Earlier this week I read Lauren @ SheMovedtoTexas’ theme on her Power Blazer and felt an immediate connection with it. Wearing the right clothes is so important for me personally. If I look good, I feel so much better about myself. It helps bring out confidence, and it doesn’t really matter if it’s artificial or not.
Then, that night, an essay about wearing the right underwear popped up when I was Stumbling around the internet. I thought, again, How right! Power Panties for the win!
But two articles about the power of clothes in one day? I think the universe was trying to tell me something.
I don’t talk about my jobs much on here. Mostly because I’d rather talk about my horses but also partially because once I leave work at the end of the day, I don’t really want to think about it at home. I’ve had horrible jobs with a boss who was a bully and might possibly be mentally unstable. But I’ve also had wonderful jobs. In fact, my last position in Seattle was amazing and I don’t think I appreciated it as much as I should have. But not only did that job have great benefits, paid for my health insurance, gave me generous PTO, it also came with a manager who respected me, believed in me, and who stood up for me.
Now, I’m at a job that’s a little odd. I work for one company but I’m on loan to another company. The company that actually signs my paycheck has not been fun to deal with. From day one of the interviewing things have been sketchy and have not left me with a good taste in my mouth. Then I got the offer and found I’d be taking a 25% pay decrease, cut my PTO in half, and the health benefits are pretty terrible. Well, it was a job so I took it (and to be fair, the pay is better than comparable jobs in the area). Nothing got better. No one seems to know what is going on and I’m being pulled in ten different directions. Ironically, the company I’m contracted with has great benefits.
I think I could have handled all of that to be honest. The job is actually pretty easy so far and, for what I’m getting paid, is probably worth it. But then yesterday happened.
Yesterday was my first 1:1 with my team lead, who isn’t really my manager but kind of is. We had some house cleaning type things to deal with because of all the confusion of who I report to and how everything works. That was no big deal. What was a big deal was that she flat out told me she didn’t think I could do the job they hired me for.
Now, let me explain what this job is. All I have to do is answer phone calls, emails and, eventually, walk-ins from employees who have questions on their health benefits. Half of these calls I send to other people to deal with. This is not hard once you know the material. It’s quite easy. Sometimes I do have to work with an employee who is upset and angry but that doesn’t bother me.

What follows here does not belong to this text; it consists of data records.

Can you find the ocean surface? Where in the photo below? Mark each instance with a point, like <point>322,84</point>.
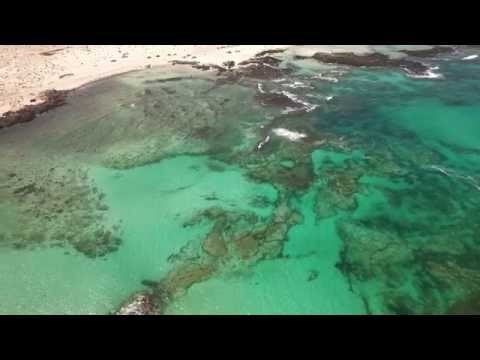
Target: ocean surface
<point>361,198</point>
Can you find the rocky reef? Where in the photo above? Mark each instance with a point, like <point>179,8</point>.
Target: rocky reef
<point>236,241</point>
<point>48,100</point>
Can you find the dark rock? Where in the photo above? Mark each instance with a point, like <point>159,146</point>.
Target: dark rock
<point>261,71</point>
<point>269,60</point>
<point>276,99</point>
<point>51,52</point>
<point>436,50</point>
<point>149,283</point>
<point>370,60</point>
<point>53,98</point>
<point>229,64</point>
<point>272,51</point>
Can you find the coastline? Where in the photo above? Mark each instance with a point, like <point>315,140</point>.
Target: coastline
<point>27,72</point>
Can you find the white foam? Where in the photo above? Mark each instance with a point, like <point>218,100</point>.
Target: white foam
<point>470,57</point>
<point>307,106</point>
<point>452,173</point>
<point>326,78</point>
<point>429,74</point>
<point>263,142</point>
<point>298,84</point>
<point>290,135</point>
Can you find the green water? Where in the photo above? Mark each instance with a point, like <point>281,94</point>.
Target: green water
<point>374,211</point>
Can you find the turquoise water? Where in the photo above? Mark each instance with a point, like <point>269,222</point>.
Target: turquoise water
<point>373,211</point>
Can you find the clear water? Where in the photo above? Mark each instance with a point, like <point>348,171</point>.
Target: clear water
<point>375,211</point>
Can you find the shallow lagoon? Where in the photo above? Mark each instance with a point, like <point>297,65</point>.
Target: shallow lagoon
<point>154,182</point>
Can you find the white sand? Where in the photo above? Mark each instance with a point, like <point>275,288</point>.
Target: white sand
<point>25,73</point>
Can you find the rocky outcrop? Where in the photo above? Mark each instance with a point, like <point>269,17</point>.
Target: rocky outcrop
<point>51,99</point>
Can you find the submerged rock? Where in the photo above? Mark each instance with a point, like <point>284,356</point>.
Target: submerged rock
<point>51,99</point>
<point>139,304</point>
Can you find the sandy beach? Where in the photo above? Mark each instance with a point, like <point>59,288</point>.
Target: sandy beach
<point>28,70</point>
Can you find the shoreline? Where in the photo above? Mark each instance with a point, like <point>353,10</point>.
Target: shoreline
<point>35,79</point>
<point>27,72</point>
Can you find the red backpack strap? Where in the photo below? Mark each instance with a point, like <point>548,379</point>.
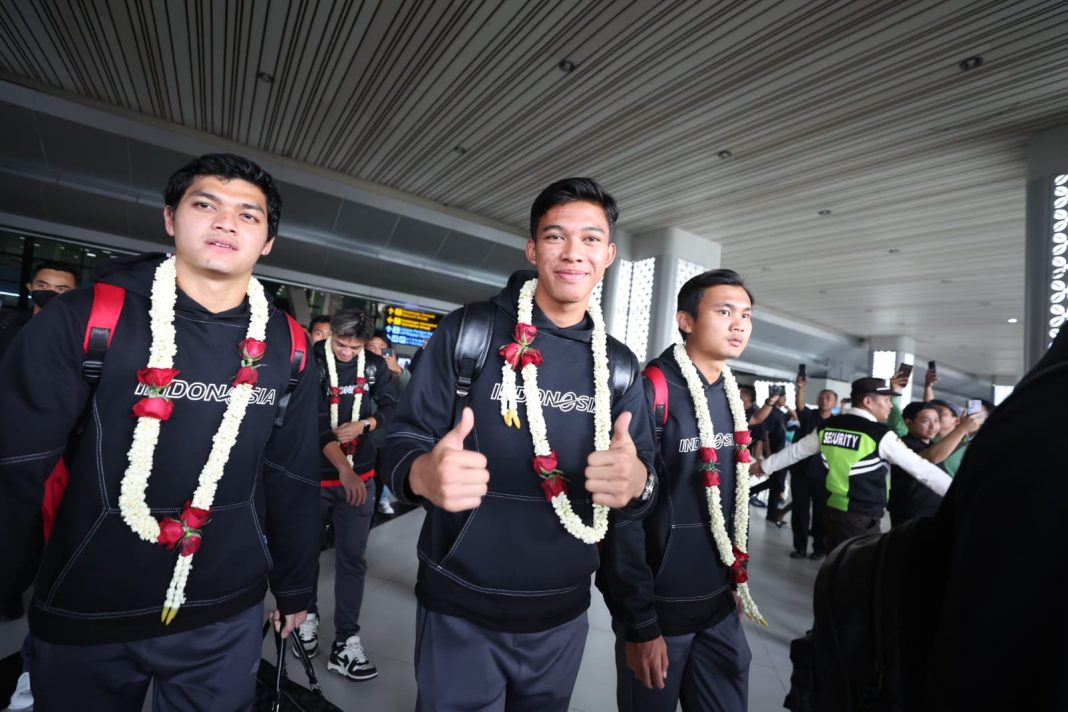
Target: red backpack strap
<point>100,328</point>
<point>656,377</point>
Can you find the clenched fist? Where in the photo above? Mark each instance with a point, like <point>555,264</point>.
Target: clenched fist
<point>450,476</point>
<point>616,476</point>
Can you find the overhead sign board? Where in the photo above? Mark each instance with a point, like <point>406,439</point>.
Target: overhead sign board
<point>409,327</point>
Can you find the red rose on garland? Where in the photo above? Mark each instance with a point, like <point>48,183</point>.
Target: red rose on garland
<point>252,349</point>
<point>247,375</point>
<point>524,333</point>
<point>184,533</point>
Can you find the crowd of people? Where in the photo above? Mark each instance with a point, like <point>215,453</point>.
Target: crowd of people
<point>203,425</point>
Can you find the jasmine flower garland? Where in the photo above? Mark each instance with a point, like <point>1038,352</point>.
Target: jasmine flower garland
<point>156,408</point>
<point>732,555</point>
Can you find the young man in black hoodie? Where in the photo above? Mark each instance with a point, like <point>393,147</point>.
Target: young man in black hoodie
<point>503,586</point>
<point>671,592</point>
<point>347,470</point>
<point>203,361</point>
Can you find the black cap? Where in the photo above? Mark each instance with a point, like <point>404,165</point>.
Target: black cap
<point>862,386</point>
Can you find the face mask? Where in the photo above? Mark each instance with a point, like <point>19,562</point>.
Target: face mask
<point>42,297</point>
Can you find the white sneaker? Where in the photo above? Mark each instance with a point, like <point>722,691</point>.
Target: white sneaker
<point>308,634</point>
<point>348,659</point>
<point>22,699</point>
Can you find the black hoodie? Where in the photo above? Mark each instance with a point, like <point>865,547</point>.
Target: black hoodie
<point>508,565</point>
<point>98,582</point>
<point>379,399</point>
<point>679,585</point>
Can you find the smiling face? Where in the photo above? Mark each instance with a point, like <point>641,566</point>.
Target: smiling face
<point>219,227</point>
<point>723,325</point>
<point>571,249</point>
<point>346,349</point>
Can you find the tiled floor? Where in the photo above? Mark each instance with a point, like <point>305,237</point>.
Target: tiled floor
<point>782,587</point>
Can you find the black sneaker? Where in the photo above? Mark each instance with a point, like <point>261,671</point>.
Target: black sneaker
<point>348,659</point>
<point>308,635</point>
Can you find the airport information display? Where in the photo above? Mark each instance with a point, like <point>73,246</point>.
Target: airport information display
<point>409,327</point>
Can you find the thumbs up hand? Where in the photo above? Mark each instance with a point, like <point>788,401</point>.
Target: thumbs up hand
<point>450,476</point>
<point>616,476</point>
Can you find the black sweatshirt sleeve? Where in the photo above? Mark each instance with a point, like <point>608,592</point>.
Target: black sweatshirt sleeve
<point>425,412</point>
<point>42,397</point>
<point>292,481</point>
<point>625,576</point>
<point>385,394</point>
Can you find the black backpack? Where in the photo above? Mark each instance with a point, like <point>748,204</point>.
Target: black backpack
<point>876,600</point>
<point>473,346</point>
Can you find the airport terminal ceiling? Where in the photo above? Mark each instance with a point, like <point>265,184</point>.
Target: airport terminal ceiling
<point>863,164</point>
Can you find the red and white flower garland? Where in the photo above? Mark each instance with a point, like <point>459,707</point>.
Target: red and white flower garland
<point>361,362</point>
<point>157,407</point>
<point>733,555</point>
<point>520,356</point>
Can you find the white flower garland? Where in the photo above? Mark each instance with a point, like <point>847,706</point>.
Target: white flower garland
<point>131,504</point>
<point>361,362</point>
<point>720,536</point>
<point>602,413</point>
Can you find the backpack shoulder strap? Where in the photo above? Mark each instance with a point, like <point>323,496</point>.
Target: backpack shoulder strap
<point>472,347</point>
<point>298,357</point>
<point>659,397</point>
<point>108,301</point>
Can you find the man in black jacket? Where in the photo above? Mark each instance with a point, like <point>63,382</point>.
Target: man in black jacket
<point>347,470</point>
<point>105,580</point>
<point>673,603</point>
<point>503,587</point>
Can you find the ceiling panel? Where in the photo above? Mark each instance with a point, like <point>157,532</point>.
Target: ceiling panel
<point>859,108</point>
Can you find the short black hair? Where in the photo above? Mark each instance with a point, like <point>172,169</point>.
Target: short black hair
<point>225,167</point>
<point>56,267</point>
<point>574,190</point>
<point>910,411</point>
<point>693,290</point>
<point>351,323</point>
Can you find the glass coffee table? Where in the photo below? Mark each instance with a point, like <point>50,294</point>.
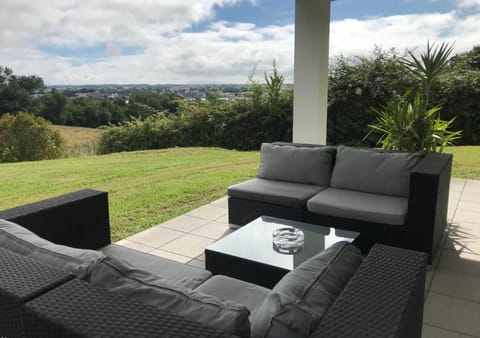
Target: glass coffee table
<point>248,252</point>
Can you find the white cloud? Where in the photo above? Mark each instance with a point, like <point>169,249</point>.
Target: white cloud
<point>169,52</point>
<point>468,3</point>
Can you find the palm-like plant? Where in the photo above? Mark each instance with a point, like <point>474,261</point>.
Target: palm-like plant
<point>409,123</point>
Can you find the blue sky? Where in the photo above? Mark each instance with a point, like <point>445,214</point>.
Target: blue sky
<point>207,41</point>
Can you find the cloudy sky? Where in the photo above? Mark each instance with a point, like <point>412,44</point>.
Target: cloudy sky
<point>206,41</point>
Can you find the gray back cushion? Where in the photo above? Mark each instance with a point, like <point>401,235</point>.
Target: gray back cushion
<point>295,164</point>
<point>141,286</point>
<point>24,242</point>
<point>299,301</point>
<point>373,171</point>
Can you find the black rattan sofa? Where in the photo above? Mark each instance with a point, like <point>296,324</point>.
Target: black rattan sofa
<point>427,189</point>
<point>384,298</point>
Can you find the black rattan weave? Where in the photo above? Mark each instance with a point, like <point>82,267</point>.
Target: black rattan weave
<point>79,219</point>
<point>76,309</point>
<point>383,299</point>
<point>22,279</point>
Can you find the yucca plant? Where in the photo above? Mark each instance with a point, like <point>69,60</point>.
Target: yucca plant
<point>409,122</point>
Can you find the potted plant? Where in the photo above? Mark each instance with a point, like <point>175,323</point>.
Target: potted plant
<point>410,122</point>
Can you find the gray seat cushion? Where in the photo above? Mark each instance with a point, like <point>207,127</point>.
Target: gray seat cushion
<point>173,272</point>
<point>299,301</point>
<point>307,165</point>
<point>360,205</point>
<point>373,171</point>
<point>226,288</point>
<point>141,286</point>
<point>24,242</point>
<point>290,194</point>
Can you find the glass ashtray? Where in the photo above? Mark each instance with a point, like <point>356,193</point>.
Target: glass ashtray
<point>288,240</point>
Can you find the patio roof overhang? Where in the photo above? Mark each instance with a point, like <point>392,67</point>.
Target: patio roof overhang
<point>312,30</point>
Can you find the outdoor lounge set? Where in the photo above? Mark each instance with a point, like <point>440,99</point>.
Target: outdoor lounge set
<point>398,199</point>
<point>61,276</point>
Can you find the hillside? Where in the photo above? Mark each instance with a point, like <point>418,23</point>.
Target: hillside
<point>150,187</point>
<point>145,187</point>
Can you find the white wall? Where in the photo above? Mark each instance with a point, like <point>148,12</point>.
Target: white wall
<point>312,30</point>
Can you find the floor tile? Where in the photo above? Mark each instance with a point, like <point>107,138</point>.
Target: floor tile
<point>428,279</point>
<point>466,215</point>
<point>214,230</point>
<point>135,246</point>
<point>454,196</point>
<point>221,203</point>
<point>456,188</point>
<point>208,212</point>
<point>469,206</point>
<point>156,236</point>
<point>468,195</point>
<point>170,255</point>
<point>184,223</point>
<point>436,332</point>
<point>223,219</point>
<point>452,314</point>
<point>457,284</point>
<point>188,245</point>
<point>197,263</point>
<point>457,181</point>
<point>460,261</point>
<point>464,237</point>
<point>201,257</point>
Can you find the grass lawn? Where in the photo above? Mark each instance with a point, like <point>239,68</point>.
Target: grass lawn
<point>145,188</point>
<point>466,161</point>
<point>150,187</point>
<point>79,141</point>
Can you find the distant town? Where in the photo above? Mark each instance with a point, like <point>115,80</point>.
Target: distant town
<point>228,92</point>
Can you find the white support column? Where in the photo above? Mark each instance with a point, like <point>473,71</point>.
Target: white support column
<point>312,30</point>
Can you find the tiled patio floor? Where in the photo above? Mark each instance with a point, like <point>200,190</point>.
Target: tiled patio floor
<point>452,306</point>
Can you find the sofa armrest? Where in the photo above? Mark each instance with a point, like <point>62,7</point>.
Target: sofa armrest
<point>428,201</point>
<point>384,298</point>
<point>79,219</point>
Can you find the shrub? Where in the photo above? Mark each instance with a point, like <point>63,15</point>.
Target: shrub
<point>25,137</point>
<point>412,123</point>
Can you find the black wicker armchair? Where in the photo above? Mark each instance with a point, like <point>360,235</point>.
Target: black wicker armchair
<point>384,298</point>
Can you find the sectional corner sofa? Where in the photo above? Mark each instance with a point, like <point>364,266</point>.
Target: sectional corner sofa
<point>84,286</point>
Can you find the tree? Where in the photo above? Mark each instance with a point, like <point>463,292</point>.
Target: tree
<point>25,137</point>
<point>411,122</point>
<point>51,106</point>
<point>356,84</point>
<point>16,91</point>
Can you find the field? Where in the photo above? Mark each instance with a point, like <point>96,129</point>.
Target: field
<point>145,188</point>
<point>79,141</point>
<point>466,161</point>
<point>149,187</point>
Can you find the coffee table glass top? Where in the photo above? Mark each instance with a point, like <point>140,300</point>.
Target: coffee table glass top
<point>254,242</point>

I understand how frustrating insurance can be. And I know they’re not mad with me personally, they’re mad at the system. I’m sure there will be days where it’s all too much and I’ll need to go off by myself and have a little cry but I would never just walk off the job like my lead insinuated.
The craziest part of the whole conversation, and her telling me I can’t handle it, is that she has not spent a single second training me. And has spent almost no time with me. So how can she really get an accurate take on whether or not I can handle the job?
Then she said to me, “You know I’m right.”
No, you are not right. And I told her that.
Three years ago, I wouldn’t have been able to tell that to my mentally deranged boss. It was my first real job out of college and I was timid and unsure of myself. But I’m not taking that crap anymore. I was pretty thrown off at first when I realized where the conversation was headed but I was quickly able to scrounge up some artificial confidence to tide me over because I was dressed to the nines and I knew I looked good.
It was hard hearing that the people who work with don’t believe in you and I definitely self-medicated that night by going to the bookstore (Gus had the night off).
This morning, however, I walked into my office with all the confidence my click clack heels, sparkly statement necklace, and spectacular up do could conjure. I will not only “handle” this job, I’ll master this job. While I’m doing that, I’ll be looking for a new job with a manager who appreciates what I have to offer. And when I do, I will walk out of this office and not give a fuck what anyone thinks.